The House of Lords calls for urgent government action to support the post-pandemic workplace, in particular to ensure that digital progress continues but without marginalising people and also to ensure that jobs lost to digitisation are replaced. The inquiry heard time and again that the most disadvantaged and marginalised people in society were being further marginalised and disadvantaged because they did not have the money to pay for an internet connection and a computer, did not have the appropriate space at home, or did not have the skills and confidence to fully participate in the online world.
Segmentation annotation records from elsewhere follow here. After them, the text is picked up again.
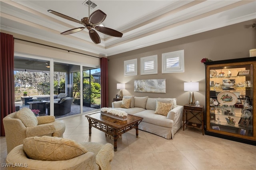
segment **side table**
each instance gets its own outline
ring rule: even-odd
[[[122,100],[123,99],[113,98],[113,102],[120,101]]]
[[[202,129],[203,135],[204,134],[204,106],[199,107],[195,106],[194,105],[190,105],[188,104],[183,106],[183,130],[185,126],[192,127]],[[188,115],[189,115],[188,117]],[[198,120],[199,123],[194,123],[191,121],[193,118],[195,118]]]

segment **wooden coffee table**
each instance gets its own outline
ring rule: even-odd
[[[117,150],[118,136],[133,128],[136,129],[136,137],[138,137],[139,124],[143,118],[128,115],[127,120],[122,121],[107,116],[101,115],[100,112],[86,115],[89,122],[89,136],[92,135],[92,127],[94,127],[114,136],[114,150]]]

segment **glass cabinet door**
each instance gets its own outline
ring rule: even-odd
[[[206,132],[255,141],[255,61],[206,65]]]

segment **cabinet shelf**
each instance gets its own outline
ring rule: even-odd
[[[256,79],[253,79],[253,74],[256,74],[256,57],[212,61],[205,64],[205,134],[256,145],[256,107],[251,107],[250,113],[243,110],[247,101],[249,105],[256,105],[256,88],[254,86],[256,85]],[[216,76],[215,74],[212,77],[212,73],[220,72],[224,72],[224,76]],[[231,76],[227,76],[228,73]],[[231,81],[233,83],[231,85],[234,85],[224,86],[227,81]],[[244,84],[242,87],[238,85]],[[222,94],[233,97],[233,100],[224,101],[218,97],[219,94],[224,92]],[[250,116],[244,117],[242,112]],[[229,125],[228,122],[235,123]]]

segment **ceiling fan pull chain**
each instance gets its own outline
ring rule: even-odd
[[[89,0],[89,4],[88,5],[88,11],[89,11],[89,14],[88,15],[88,18],[90,16],[90,6],[91,4],[91,2],[90,2],[90,0]]]

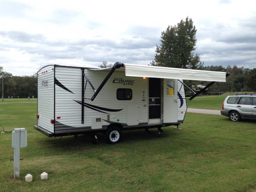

Job losses arising from digitisation could have a larger impact on particular communities – of the 1.5 million people in England in jobs most vulnerable to automation, 70% are women and 99% do not have higher education degrees. The report suggests that the Government should explore how personal learning accounts could future-proof roles most at risk by providing workers with an annual training allowance. In particular, it was recommended that this should first be given to furloughed workers who have not been in work for over a year.
It is clear that the workplace has changed enormously during the last year with the growth of platform working, digital monitoring and ‘epresenteeism’ posing risks for wellbeing in work. However, employment practice, policy and legislation have failed to catch up with the hybrid reality of today’s workplace. The report recommends new employment policies and regulation to deal with the current, and future, changes to our working conditions, and the relationship between employee and employer. Issues identified include a right to disconnect, responsibilities for meeting the costs of remote working, rights for platform workers, the use of workplace monitoring and surveillance, and giving workers a right to access data about their performance.